6.1.07

Escribo


La sentencia es mirar. Mirarte, en realidad. Bueno, me desdigo: es vivirte. Porque ya no estás. Cada vez que te vivo estás un poco menos. Te vas. Los colores fríos empañan las motas del cristal. Incluso invaden a las gotas de lluvia que descienden en slalom ateridas de lástima, imitando a sus hermanas las lágrimas pero sin su alegría: malinterpretadas, como siempre. Te escribo -gritando- en trazos de auxilio verde y voz desgarrada sin off. ¡Escúchame!
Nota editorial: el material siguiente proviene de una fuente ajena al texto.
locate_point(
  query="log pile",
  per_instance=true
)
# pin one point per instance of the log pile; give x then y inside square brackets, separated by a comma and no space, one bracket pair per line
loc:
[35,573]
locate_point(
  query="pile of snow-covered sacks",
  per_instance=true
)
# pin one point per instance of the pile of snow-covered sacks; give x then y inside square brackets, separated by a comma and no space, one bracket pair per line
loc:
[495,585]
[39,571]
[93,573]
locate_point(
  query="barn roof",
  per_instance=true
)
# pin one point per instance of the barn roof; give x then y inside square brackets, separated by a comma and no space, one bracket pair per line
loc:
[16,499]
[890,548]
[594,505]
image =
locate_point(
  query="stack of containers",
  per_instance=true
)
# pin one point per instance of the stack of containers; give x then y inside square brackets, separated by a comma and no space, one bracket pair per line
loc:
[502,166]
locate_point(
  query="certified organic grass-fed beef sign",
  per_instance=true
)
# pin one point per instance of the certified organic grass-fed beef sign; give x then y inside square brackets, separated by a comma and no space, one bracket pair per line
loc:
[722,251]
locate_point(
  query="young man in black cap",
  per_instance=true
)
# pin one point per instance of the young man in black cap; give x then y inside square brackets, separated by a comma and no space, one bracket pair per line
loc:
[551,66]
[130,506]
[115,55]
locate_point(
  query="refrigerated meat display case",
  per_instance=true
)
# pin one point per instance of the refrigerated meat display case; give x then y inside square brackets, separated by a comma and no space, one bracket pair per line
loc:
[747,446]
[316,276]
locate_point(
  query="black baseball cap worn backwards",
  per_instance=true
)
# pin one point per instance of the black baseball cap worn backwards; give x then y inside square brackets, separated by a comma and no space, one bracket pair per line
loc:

Yo querría amarte, acariciarte mil veces, besarte hasta la extenuación y un poco más allá, agasajarte con mis más inconscientes esencias, retenerte entre mis brazos cálidos, pensarte en instantes invertebrados, olerte como si fueras primavera y no existieran las alergias ni sus impúdicos estornudos, presentarte a mis dudas y darles un insolente adiós con la mano, visitarte después del trabajo y llevarte una bolsa de conguitos derretidos en mi mano –mi mano siempre subida de temperatura, siempre tan erótica- para que te entretengas despegándolos, mediándoles y ofertándoles la paz de tu apetito. Yo querría tanto de ti, tanto querría darte de mí. Yo querría degustarte, beberte poco a poco, catarte como si fueras reserva. Yo querría escucharte canciones de piano, al mismo Chopin salir de tu memoria. Yo querría tenerte agazapado en mi comprensión. Yo querría amanecer contigo. Pero, ¿cómo hacerte el amor cada noche al regresar a nuestra cabaña de sábanas? Eso, dime, ¿cómo hacerte un único, simple y bonito amor?
Y, a todo esto, qué más da lo que yo quiera si te me vas de las manos cuando trato de apretarte contra mi alma. Si te escapas de mi vida. Si te apagas cuando me marcho. Si te vas, mundo... Te me vas. Vuelve, anda, vuelve a un te me vas ya vivido antes. ¡Mundo, leñe! Vuélvete a escribir.